6.2 Continuous Probability Density Functions

Jeff Crabill; Vikki Maurer

6.2 Continuous Probability Density Functions

California suffers from poor air quality, especially in the San Joaquin Valley, for nonattainment of the federal ozone standard of 70 parts per billion. In California and many other states, part of the plan to address issues like these involves imposing zero-emission vehicle registration. Cars must get as close as possible to zero emissions and California is moving to accelerate to 100% new zero-emission vehicle sales by the year 2035. Emission measurements taken from automobiles are not discrete values, as measurements are not taken from a discretely spaced set of numbers. Auto emissions measure such things as carbon monoxide, hydrocarbon, carbon dioxide, and oxygen levels. Consider the random variable X = level of carbon dioxide produced in grams per gallon of gasoline. A measurement like this can be measured to any degree of accuracy and takes on values along a continuous interval. This is one example of a continuous random variable. Unlike discrete random variables, we cannot make a table and list all the possible values that the random variable can take on. We cannot add up discrete probabilities to describe the probability the random variable takes on a specific value or range of values.

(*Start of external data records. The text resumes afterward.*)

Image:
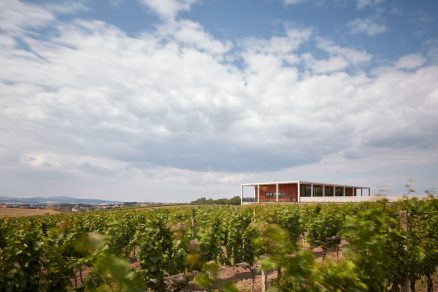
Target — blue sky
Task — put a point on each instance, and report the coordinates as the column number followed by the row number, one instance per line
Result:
column 134, row 99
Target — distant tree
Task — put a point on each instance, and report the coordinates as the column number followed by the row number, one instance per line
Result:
column 234, row 200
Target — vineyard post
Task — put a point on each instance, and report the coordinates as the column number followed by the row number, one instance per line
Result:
column 264, row 281
column 404, row 228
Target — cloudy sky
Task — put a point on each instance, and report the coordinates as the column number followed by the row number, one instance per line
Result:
column 170, row 100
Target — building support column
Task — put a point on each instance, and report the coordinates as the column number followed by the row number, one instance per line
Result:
column 258, row 193
column 299, row 192
column 241, row 194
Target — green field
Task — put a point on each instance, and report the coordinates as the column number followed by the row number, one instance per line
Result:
column 311, row 247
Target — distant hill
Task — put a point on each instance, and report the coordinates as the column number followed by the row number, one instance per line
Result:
column 54, row 200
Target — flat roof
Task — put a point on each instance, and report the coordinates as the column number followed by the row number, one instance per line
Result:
column 303, row 182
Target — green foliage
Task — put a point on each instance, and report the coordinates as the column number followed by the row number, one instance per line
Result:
column 324, row 229
column 376, row 244
column 48, row 253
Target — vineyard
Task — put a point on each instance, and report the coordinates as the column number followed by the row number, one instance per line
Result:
column 384, row 246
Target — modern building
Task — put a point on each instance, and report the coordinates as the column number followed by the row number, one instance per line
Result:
column 301, row 191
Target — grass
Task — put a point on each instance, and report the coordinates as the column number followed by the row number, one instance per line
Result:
column 18, row 212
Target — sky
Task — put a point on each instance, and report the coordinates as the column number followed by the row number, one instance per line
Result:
column 172, row 100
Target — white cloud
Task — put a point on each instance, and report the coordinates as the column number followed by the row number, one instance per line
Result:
column 366, row 25
column 364, row 3
column 16, row 16
column 412, row 61
column 168, row 9
column 280, row 45
column 292, row 2
column 353, row 56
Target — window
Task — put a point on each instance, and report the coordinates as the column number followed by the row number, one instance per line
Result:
column 329, row 191
column 273, row 195
column 317, row 191
column 307, row 191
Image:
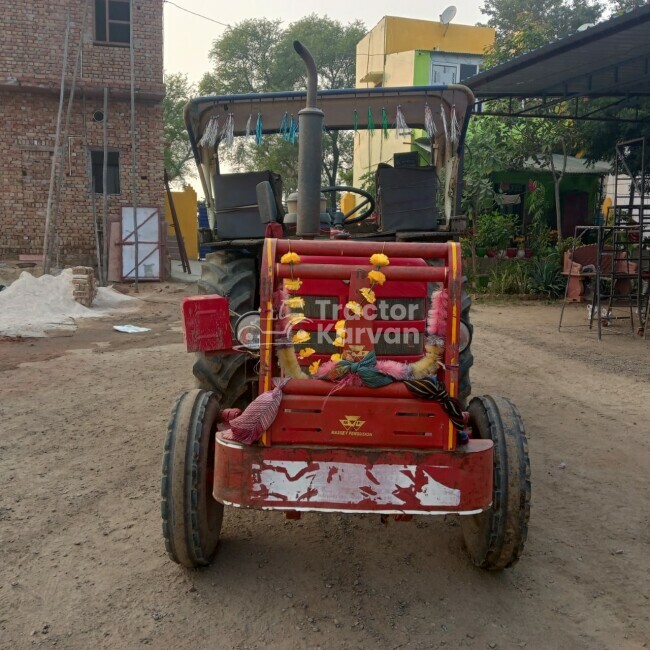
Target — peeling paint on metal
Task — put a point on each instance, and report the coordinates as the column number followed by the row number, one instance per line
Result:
column 349, row 483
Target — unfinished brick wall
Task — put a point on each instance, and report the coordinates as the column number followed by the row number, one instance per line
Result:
column 30, row 69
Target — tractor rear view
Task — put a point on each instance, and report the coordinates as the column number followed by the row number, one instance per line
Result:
column 332, row 361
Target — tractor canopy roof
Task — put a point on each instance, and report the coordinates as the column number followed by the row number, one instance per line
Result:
column 344, row 109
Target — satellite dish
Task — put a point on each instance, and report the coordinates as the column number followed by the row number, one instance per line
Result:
column 448, row 15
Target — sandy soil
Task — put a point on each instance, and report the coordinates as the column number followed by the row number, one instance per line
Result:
column 82, row 561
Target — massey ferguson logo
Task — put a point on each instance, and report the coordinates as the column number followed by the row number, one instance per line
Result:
column 352, row 422
column 352, row 427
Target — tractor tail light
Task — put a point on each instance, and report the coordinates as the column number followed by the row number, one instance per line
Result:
column 465, row 336
column 206, row 323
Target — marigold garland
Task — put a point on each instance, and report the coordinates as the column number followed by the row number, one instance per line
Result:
column 293, row 284
column 425, row 366
column 379, row 259
column 376, row 277
column 290, row 258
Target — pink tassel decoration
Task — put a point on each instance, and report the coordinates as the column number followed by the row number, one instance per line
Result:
column 437, row 317
column 324, row 369
column 257, row 418
column 395, row 369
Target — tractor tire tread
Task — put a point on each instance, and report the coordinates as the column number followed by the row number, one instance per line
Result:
column 181, row 479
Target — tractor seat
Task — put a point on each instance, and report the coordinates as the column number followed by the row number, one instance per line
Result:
column 236, row 204
column 407, row 198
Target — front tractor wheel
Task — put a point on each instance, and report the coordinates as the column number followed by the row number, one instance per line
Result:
column 495, row 538
column 191, row 516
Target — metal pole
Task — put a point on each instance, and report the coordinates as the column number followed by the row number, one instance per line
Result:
column 66, row 131
column 48, row 211
column 91, row 195
column 134, row 188
column 105, row 189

Continuous random variables require a different treatment.

Probability Density Function

A continuous random variable is one in which probabilities are represented by areas under a curve. The curve is called the probability density function, PDF, or the probability distribution. We use the probability density function f (x) to draw the graph of the probability distribution. Because the probability density function is a curve, the areas between the curve and the horizontal axis represent probabilities, so the total area must be one, and must be found using integral calculus, geometry, or approximation techniques. See Figure 1 (a).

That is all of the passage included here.